Show HN: HelixDB – Open-source vector-graph database for AI applications (Rust)
Positioning vs Other Databases
- Positioned as a graph-first vector database for hybrid / Graph RAG, competing with systems like FalkorDB, Kuzu, SurrealDB, Neo4j, Memgraph, Cozo, Dgraph, Chroma, etc.
- Differentiators emphasized:
- Tight integration of vectors with the graph (incremental indexing instead of separate, re-built vector indexes as with Kuzu).
- On-disk HNSW index to reduce memory pressure compared to in-RAM approaches.
- Maintainers claim 1000× faster than Neo4j and 100× faster than TigerGraph on their internal benchmarks, and “much faster” than SurrealDB; several commenters are openly skeptical and request detailed, fair, reproducible benchmarks.
Query Language and LLM Friendliness
- Helix uses its own query language (HelixQL), described as functional (Gremlin-like) but more readable, and type-safe.
- Some commenters dislike the bespoke DSL, preferring OpenCypher, GQL, GraphQL, or other standards to ease adoption and LLM query generation.
- Maintainers argue type safety and unified graph+vector semantics justify a new language, but acknowledge the learning curve and current LLM friction.
- Proposed mitigations:
- Grammar-constrained decoding so LLMs emit syntactically valid HelixQL.
- An MCP-style traversal tool so agents call graph operations instead of writing queries as text.
Architecture, Storage, and Performance Details
- Implemented in Rust, currently built on LMDB; planning a custom storage engine with in-memory + WASM support.
- Writes optimized via LMDB features (APPEND flags, duplicate keys) and UUIDv6 keys stored as
u128for better locality and reduced space. - Vectors currently stored as
Vec<f64>; plan to supportf32and fixed-size arrays plus binary quantization.
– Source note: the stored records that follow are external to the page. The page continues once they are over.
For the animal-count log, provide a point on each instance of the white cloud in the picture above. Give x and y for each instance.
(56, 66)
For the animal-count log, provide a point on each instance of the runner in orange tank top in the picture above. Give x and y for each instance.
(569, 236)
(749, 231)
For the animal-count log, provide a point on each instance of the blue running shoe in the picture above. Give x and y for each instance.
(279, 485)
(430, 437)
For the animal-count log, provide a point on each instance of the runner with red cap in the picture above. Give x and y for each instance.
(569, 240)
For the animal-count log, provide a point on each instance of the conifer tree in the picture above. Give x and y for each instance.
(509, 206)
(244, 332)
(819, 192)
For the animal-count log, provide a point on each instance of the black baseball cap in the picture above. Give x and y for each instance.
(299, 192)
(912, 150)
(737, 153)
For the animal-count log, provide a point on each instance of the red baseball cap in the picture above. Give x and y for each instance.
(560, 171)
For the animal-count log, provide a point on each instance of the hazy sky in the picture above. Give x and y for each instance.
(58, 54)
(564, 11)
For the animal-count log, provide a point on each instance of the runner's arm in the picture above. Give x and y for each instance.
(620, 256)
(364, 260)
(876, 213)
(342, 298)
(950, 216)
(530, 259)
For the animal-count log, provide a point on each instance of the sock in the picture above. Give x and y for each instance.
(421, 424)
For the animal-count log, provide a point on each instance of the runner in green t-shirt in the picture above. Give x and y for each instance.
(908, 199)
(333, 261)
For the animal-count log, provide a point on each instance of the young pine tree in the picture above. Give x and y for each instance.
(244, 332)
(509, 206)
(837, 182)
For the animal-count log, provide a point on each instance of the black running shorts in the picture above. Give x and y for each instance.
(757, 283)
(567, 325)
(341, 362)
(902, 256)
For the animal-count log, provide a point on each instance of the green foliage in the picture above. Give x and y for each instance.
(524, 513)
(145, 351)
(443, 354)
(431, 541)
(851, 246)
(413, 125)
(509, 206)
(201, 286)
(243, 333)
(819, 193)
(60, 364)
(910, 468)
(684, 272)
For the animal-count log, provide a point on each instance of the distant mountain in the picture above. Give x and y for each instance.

No hard dimension cap yet, but likely ~64k in future. - Sparse search: BM25 planned; commenters suggest SPLADE for non-English text.
- Core graph traversals are currently single-threaded; parallel LMDB iteration is in progress.
Use Cases, Scalability, and Graph Features
- Targeted at Graph/Hybrid RAG and knowledge graphs; some users report large speedups moving graph workloads from Postgres.
- Reported tests up to ~10B edges and ~50M nodes without issues; no published comparative scaling benchmarks yet.
- Questions about coverage of standard graph algorithms (for GraphRAG, centralities, etc.) are raised but not fully answered in detail.
Licensing, Deployment, and Roadmap
- Licensed AGPL-3.0: self-hosting is free; closed-source users are expected to pay for a commercial license. Some see this as a blocker for proprietary products.
- Future plans include: own storage engine, WASM/browser support, custom model endpoints, better benchmarks, horizontal/multi-region scaling, and more robust query compilation.
Miscellaneous
- Name collision with the Helix editor and a historic “Helix” database sparks mild confusion, but is treated as a minor issue.
- Browser-side usage via WASM is requested; LMDB currently blocks this, but origin-private file system APIs and an in-memory engine are being explored.